Algunos dicen que nació con una, pero quienes le vieron su sonrisa franca, su desprendimiento, la valentía para defender a los más pequeños de las injusticias de los mayores, desde las aulas escolares, prefieren decir que era una estrella. El 6 de febrero de 1932 el mundo y Cuba se alumbró con ella. Le llamaron Camilo.

Quizás ese día en la habanera barriada de Lawton nadie imaginó cuán fuerte eran su luz y su poder. O quizás tampoco pudieron predecir el coraje y la sencillez, llena de gracia, que la inmortalizaría y distinguiera como el Comandante más querido de la lucha contra la tiranía de Fulgencio Batista.

Camilo Cienfuegos Gorriarán, el Señor de la Vanguardia, el amigo inseparable del Che, el Héroe de Yaguajay. El valiente luchador de amplía sonrisa…humano, desprendido, compañero, hecho de pueblo y manos francas. Quizás, también, ahí esté el secreto del porqué fue a unirse con el mar y las flores, al vaivén de las olas, sean como él, jaraneras eternas de lo bello y de lo impredecible.
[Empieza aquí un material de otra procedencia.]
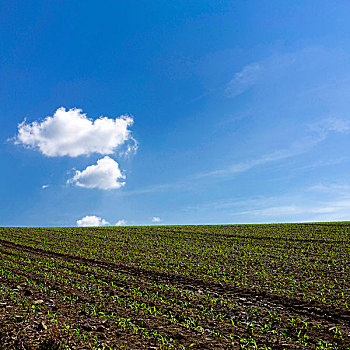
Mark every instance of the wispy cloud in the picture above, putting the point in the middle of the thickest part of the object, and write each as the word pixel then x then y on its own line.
pixel 320 131
pixel 244 79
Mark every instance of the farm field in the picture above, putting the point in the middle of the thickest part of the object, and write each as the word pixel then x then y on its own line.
pixel 278 286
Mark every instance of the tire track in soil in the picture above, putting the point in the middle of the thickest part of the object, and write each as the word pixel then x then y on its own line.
pixel 312 310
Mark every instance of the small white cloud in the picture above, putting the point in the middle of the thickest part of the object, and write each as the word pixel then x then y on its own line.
pixel 120 223
pixel 71 133
pixel 332 124
pixel 104 175
pixel 91 221
pixel 243 80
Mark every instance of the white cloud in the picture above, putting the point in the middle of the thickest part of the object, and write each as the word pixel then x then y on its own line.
pixel 91 221
pixel 243 80
pixel 71 133
pixel 331 124
pixel 104 175
pixel 120 222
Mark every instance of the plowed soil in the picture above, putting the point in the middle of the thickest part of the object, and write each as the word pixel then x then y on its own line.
pixel 52 298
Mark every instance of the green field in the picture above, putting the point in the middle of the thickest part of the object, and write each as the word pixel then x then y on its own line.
pixel 278 286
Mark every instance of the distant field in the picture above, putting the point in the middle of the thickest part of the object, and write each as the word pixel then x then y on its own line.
pixel 280 286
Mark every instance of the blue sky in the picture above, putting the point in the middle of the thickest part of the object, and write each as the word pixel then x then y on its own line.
pixel 183 112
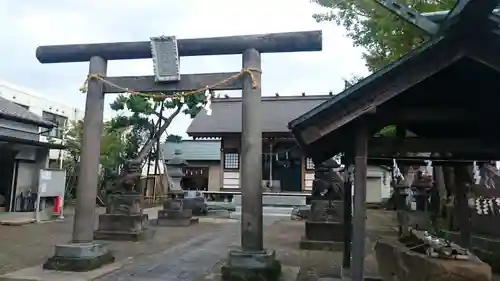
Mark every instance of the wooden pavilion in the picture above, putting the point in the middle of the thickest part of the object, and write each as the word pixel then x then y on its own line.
pixel 446 92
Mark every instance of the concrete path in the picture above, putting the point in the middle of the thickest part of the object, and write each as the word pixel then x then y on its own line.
pixel 188 261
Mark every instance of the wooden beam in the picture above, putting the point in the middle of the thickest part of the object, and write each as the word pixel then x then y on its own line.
pixel 420 161
pixel 188 82
pixel 485 53
pixel 470 12
pixel 230 45
pixel 404 115
pixel 387 145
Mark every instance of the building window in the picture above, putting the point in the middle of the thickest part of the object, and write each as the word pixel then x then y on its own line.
pixel 309 164
pixel 231 160
pixel 60 121
pixel 23 106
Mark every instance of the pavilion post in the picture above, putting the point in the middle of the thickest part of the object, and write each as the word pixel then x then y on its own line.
pixel 252 260
pixel 82 254
pixel 251 156
pixel 348 162
pixel 359 216
pixel 83 227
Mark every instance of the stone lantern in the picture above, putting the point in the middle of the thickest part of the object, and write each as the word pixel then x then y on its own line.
pixel 175 171
pixel 174 213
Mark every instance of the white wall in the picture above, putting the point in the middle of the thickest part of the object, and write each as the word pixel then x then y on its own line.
pixel 38 103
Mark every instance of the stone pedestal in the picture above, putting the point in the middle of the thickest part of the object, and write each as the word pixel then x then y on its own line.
pixel 325 227
pixel 248 266
pixel 174 214
pixel 397 263
pixel 124 220
pixel 78 257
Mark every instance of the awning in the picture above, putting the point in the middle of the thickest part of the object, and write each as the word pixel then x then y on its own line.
pixel 14 140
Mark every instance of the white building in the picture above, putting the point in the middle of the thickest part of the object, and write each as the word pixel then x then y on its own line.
pixel 47 108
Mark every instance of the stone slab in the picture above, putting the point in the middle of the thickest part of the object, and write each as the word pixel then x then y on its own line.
pixel 177 222
pixel 121 222
pixel 80 250
pixel 324 231
pixel 251 265
pixel 288 273
pixel 124 235
pixel 396 262
pixel 321 245
pixel 37 273
pixel 276 200
pixel 175 214
pixel 79 257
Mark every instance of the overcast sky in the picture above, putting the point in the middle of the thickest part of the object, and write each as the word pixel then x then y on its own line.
pixel 27 24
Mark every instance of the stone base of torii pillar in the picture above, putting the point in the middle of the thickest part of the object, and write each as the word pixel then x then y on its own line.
pixel 247 265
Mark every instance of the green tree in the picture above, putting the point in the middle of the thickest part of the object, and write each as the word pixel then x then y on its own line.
pixel 140 124
pixel 174 138
pixel 384 36
pixel 111 156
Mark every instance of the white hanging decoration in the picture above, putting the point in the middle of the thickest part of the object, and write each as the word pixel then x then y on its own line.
pixel 428 167
pixel 208 102
pixel 476 173
pixel 396 171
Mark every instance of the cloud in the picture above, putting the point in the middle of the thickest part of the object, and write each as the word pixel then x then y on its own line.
pixel 32 23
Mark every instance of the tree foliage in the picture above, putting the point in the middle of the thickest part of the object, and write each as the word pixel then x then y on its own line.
pixel 174 138
pixel 144 111
pixel 384 36
pixel 111 155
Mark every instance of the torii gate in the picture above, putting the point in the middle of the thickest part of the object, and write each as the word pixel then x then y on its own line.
pixel 248 79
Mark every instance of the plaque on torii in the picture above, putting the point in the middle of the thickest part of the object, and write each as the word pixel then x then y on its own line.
pixel 165 54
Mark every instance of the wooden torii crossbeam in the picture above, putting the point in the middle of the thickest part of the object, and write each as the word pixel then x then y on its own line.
pixel 248 79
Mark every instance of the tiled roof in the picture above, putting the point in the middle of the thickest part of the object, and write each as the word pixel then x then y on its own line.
pixel 10 110
pixel 276 112
pixel 193 150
Su historia no puedo aprisionarla en unas líneas, como tampoco la tierra quiso guardarlo para sí. Era eso… una estrella, que apenas pudo dejar una estela de pasos brillantes en la Academia Nacional de Bellas Artes San Alejandro, donde matriculó a los 17 años y tuvo que abandonar poco después por problemas económicos. Su destino estaba allá, en lo alto de las lomas y las serranías, en la indómita Sierra Maestra.
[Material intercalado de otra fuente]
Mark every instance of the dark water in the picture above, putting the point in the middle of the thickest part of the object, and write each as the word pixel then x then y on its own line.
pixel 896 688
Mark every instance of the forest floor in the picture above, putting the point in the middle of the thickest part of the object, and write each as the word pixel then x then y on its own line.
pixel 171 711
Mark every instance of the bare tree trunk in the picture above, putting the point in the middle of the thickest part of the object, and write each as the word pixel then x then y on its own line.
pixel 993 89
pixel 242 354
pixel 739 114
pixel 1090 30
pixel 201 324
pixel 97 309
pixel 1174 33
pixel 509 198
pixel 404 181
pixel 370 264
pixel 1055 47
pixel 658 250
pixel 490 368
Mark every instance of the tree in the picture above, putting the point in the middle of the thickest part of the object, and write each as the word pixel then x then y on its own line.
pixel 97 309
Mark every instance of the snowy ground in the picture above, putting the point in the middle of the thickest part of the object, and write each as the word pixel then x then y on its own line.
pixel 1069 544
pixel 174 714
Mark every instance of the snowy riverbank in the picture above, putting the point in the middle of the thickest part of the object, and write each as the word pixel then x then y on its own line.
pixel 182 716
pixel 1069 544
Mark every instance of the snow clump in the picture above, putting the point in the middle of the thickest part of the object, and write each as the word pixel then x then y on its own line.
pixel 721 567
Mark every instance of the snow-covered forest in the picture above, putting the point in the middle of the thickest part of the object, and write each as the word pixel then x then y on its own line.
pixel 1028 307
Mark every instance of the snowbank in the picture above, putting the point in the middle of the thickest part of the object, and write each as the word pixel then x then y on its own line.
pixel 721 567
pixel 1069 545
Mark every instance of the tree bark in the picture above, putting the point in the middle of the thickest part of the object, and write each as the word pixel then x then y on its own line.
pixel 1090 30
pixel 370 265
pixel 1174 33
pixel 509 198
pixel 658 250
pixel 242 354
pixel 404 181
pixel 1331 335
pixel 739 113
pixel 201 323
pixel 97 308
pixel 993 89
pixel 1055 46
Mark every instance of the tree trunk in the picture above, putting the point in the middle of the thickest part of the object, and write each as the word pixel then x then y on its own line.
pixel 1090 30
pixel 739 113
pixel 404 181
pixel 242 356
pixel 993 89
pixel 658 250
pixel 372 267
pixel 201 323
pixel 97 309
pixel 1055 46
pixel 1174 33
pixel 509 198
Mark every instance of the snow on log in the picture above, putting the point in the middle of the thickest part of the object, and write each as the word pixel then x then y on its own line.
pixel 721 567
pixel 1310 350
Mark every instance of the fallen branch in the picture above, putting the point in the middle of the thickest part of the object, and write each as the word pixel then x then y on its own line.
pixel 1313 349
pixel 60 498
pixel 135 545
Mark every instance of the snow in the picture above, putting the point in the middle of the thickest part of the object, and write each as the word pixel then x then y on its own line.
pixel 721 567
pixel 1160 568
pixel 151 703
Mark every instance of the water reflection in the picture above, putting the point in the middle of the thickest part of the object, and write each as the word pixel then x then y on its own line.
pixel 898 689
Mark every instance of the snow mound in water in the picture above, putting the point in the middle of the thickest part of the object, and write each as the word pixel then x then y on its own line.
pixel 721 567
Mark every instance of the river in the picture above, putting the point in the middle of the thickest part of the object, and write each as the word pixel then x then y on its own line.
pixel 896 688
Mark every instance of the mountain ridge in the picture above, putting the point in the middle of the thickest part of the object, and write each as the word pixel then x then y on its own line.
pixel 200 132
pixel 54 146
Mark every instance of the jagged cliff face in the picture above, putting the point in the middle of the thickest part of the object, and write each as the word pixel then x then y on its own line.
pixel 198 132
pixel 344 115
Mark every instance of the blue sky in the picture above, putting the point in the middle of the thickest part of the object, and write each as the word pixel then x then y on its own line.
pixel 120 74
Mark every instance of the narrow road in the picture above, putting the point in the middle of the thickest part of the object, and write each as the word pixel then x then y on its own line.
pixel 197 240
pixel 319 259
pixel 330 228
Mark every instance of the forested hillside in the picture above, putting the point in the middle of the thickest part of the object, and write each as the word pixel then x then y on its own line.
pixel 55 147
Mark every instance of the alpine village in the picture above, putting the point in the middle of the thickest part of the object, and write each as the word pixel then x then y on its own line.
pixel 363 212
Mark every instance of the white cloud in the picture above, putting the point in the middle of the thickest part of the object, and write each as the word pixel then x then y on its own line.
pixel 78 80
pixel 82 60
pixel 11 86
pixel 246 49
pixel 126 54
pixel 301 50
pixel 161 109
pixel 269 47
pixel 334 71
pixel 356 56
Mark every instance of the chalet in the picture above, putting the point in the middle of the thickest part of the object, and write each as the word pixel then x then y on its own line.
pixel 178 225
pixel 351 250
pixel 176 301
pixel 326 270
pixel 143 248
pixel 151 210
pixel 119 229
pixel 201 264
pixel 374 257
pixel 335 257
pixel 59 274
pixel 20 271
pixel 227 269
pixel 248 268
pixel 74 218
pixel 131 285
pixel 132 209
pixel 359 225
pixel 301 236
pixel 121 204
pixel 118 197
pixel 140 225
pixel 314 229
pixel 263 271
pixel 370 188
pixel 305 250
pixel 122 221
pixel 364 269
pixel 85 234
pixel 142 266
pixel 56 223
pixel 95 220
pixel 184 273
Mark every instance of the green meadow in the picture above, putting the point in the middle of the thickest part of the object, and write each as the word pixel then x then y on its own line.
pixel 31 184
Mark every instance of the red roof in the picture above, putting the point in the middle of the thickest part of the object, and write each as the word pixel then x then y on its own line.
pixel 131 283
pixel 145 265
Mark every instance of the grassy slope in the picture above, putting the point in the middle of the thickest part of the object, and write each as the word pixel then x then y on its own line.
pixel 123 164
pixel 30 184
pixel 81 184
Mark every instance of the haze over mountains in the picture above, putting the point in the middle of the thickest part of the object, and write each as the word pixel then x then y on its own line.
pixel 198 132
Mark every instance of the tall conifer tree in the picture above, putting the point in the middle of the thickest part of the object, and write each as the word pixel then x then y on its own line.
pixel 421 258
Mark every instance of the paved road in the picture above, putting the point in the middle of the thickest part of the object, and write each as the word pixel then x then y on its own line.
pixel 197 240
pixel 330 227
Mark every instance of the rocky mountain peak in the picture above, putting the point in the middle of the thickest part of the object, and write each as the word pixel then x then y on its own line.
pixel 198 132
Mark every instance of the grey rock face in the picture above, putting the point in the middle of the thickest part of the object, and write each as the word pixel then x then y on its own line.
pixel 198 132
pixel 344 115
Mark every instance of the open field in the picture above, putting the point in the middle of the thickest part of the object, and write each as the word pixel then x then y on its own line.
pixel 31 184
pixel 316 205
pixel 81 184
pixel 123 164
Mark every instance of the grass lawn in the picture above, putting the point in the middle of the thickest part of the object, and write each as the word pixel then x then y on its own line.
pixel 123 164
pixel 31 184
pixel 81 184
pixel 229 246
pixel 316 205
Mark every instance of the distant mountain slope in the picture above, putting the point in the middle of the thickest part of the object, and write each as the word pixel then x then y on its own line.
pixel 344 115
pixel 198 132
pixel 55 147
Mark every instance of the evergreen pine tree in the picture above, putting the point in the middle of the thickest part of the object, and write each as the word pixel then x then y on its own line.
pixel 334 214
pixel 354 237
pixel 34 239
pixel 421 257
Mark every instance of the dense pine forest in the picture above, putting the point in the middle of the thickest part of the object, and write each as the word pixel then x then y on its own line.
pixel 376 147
Era así, revolucionario sin fronteras. Entonces se fue a México para unirse a Fidel y volver en el Yate Granma… y escribió aquellas letras a un amigo: “esos que luchan, no importa dónde, son nuestros hermanos”. Las montañas lo esperaron y la estrella que fue, sigue siendo. Y este viernes, 83 años después, yo no lo dudo, anda de luz nueva y de guiños, con el sombrero y el fusil, entre la gente…porque Camilo siempre será CAMILO.